BERLIN, Sept. 9 (Korea Bizwire) — Consumers who want the best picture quality TVs available now will look to QLED models by Samsung Electronics and OLED TVs by LG Electronics, and they are likely to see 8K next to a price tag of several thousand dollars.
8K refers to the highest-resolution standard for content creation, which offers four times the number of pixels of a 4K UHD screen and 16 times that of a full HD screen.
Having so many pixels means a higher image density, and you should have a clearer, better defined picture.
While 4K has just become a mainstream in the TV industry, the two Korean tech giants are in a heated competition to promote their 8K TVs to set the new industry standard, sometimes making the rival’s products look less attractive.
And this time, the stage was IFA, Europe’s largest technology show held in Berlin.
Only one year after launching 8K QLED televisions, industry leader Samsung now has a full lineup by adding a 55-inch model to the current 65-, 75-, 82- and 85-inch sets.
Its smaller rival LG is ready to sell its 88-inch 8K OLED TV in the global market and plans to launch the world’s first rollable TV in the domestic market later this year.
Despite the similar-looking acronyms, the technologies for OLED (Organic Light-Emitting Diode) and QLED (quantum dot LED) are different.
QLED is a Samsung-specific marketing term for TVs that use quantum dot technology to enhance performance in key picture quality areas, though other manufacturers have also come out with their own quantum-based TVs in recent years.
Unlike most LED TVs, which require an array of lights behind the layer of pixels, each pixel on an OLED generates its own light, meaning that pixels can turn themselves off completely to make the screen totally black.
LG says this can lead to superior contrast and energy savings.
This year, LG used the major industry fair as an opportunity to take a punch at Samsung, claiming its bigger rival’s 8K TVs are “not real 8K TVs” as they fail to meet a trusted agency’s set standards for resolution.
LG said consumers should know not all 8K TVs are alike and that they should be paying close attention to the fine print by its competitor’s products.
“Samsung’s 8K TVs have a sufficient number of pixels, but they do not meet the required resolution standards to deliver real 8K,” Park Hyoung-se, executive vice president of LG’s home entertainment business, said during a press briefing held on the sidelines of IFA.
In a side-by-side comparison with 75-inch 8K TV models by the two companies, LG demonstrated distinct differences between the two models.
“When consumers spend a lot of money on 8K TVs, they should accurately understand what they are buying,” Park said.
As part of the negative campaign, LG started to air a TV ad in the domestic market Sunday, which compares QLED with OLED to claim it has “industry-leading” TV technology.
“LED TVs need backlight to make color.

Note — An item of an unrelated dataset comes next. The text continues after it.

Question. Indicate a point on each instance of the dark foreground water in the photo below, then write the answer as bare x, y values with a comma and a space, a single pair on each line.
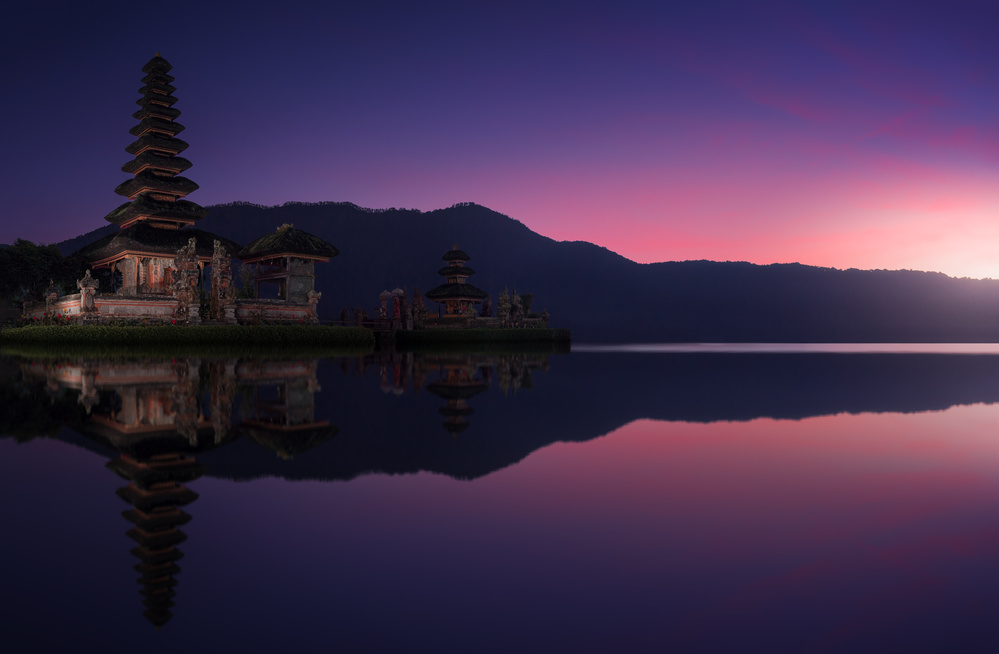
660, 500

Due to the backlight panel, black can’t be accurate, colors can get exaggerated and TVs can’t become thinner,” said the 75-second LG TV ad in a explanatory tone, which is longer than the typical 60-second format.
Without a backlight panel, LG claimed its OLED TV emits its own light to make color so that it can be made as thin as wall paper and show “true black.”

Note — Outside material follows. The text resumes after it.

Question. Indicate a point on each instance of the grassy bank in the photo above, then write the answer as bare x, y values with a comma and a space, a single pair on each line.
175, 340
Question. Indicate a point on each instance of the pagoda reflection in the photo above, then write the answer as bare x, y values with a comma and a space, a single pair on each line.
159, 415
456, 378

Samsung didn’t immediately responded to LG’s bitter attack. Instead, the firm pointed to its strong sales figures and expanding partnership in the “8K Association.”
The world’s biggest TV maker is leading the 8K Association aimed at expanding the industry ecosystem and setting standards, and has now 16 members, including TV set makers, panel manufactures, chip suppliers and content providers. LG hasn’t joined the Samsung-led initiative.

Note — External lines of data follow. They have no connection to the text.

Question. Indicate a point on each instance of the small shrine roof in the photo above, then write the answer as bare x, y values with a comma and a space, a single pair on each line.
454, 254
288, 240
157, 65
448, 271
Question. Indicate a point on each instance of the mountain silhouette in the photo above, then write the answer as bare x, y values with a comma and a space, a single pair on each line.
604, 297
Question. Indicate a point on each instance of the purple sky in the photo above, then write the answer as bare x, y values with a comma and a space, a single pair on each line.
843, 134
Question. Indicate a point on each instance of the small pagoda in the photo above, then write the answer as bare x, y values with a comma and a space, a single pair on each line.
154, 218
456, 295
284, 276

“(LG’s) claim is regrettable because we’re leading the 8K TV industry and making technological advances,” Han Jong-hee, president of Samsung’s visual display business, told reporters during IFA.
“It is natural that many industry players try to catch up with the first movers and find faults with them, but there are so many things to do (in the 8K TV).”
In a show of confidence, Kim Hyun-suk, the head of Samsung’s consumer electronics business, said it is good to draw attention to the new display technology, whether positive or not, to develop the overall industry.
“We have struggled to create the 8K TV market alone over the past year, and now we have colleagues,” Kim said.
“For a new market to grow, issues are needed so that many problems can be solved, and people pay attention to them. I think it’s a positive factor for the market.”
Samsung’s share in the TV market accounted for 31.5 percent in terms of value in the second quarter, marking the highest in over six years, according to market researcher IHS Markit.
The Korean tech giant’s share was nearly twice that of its smaller home rival LG Electronics Inc. with 16.5 percent. Japan’s Sony took third with 8.8 percent, trailed by China’s TCL with 6.3 percent.
The number of QLED TVs sold in the global market reached 1.2 million in the second quarter, more than doubling from a year earlier, with 1.09 million units by Samsung, the firm said.